L’inaspettato federatore dell’Europa si chiama Donald Trump

FILE - President Donald Trump speaks at the Kennedy Center, Wednesday, Aug. 13, 2025, in Washington. (AP Photo/Alex Brandon, File) Associated Press / LaPresse Only italy and spain

In Alaska note funebri, e il gelo del nulla che faceva risaltare il ghigno compiaciuto di Putin. Pochi giorni dopo, a Washington, il clima e la musica erano diversi. E la differenza la faceva l’Europa unita e schierata. Con una novità assoluta, il piglio di chi è finalmente pronto ad assumersi le responsabilità conseguenti agli obiettivi dichiarati.

Non sappiamo ancora dove porterà il processo di pace sulla guerra in Ucraina.
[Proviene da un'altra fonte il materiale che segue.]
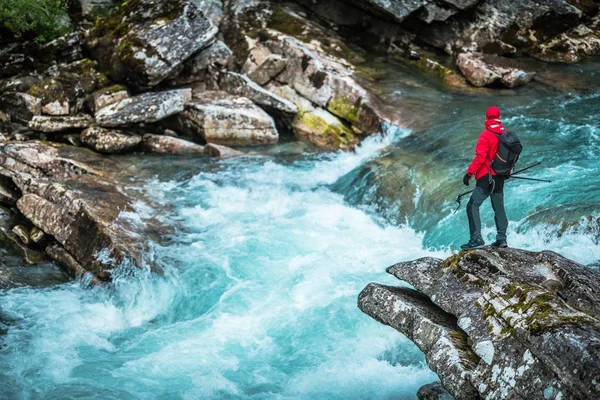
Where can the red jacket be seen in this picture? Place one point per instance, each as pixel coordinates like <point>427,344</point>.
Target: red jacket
<point>486,149</point>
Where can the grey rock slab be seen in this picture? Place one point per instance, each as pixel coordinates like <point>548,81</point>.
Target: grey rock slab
<point>151,41</point>
<point>241,85</point>
<point>51,124</point>
<point>531,318</point>
<point>224,119</point>
<point>147,107</point>
<point>434,331</point>
<point>269,68</point>
<point>170,145</point>
<point>109,141</point>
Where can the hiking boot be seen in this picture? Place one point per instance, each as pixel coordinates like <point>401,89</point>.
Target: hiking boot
<point>473,244</point>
Le incognite non mancano, per la vaghezza degli impegni di Trump e soprattutto per l’aria da “stiamo facendo i conti senza l’oste” che si respirava al vertice. Ma abbiamo già una certezza: il caso-Ucraina cambierà il volto del mondo. L’Europa è divenuta consapevole che, mentre si deve agire per evitare che l’Ucraina diventi un protettorato russo, bisogna parallelamente sapere di non essere più, noi europei, un protettorato americano. Il traguardo, inedito dopo il 1945, è di proporsi come soggetto forte in uno scenario che si profila quadrilaterale, accanto a Stati Uniti, Russia e Cina. Così, l’agenda europea si è rapidamente ridefinita: autonomia nella difesa, comando unico, visione condivisa delle principali scelte strategiche internazionali, in sinergia con un altro soggetto, la Nato, che era finora sembrato completamente dipendente dagli Stati Uniti.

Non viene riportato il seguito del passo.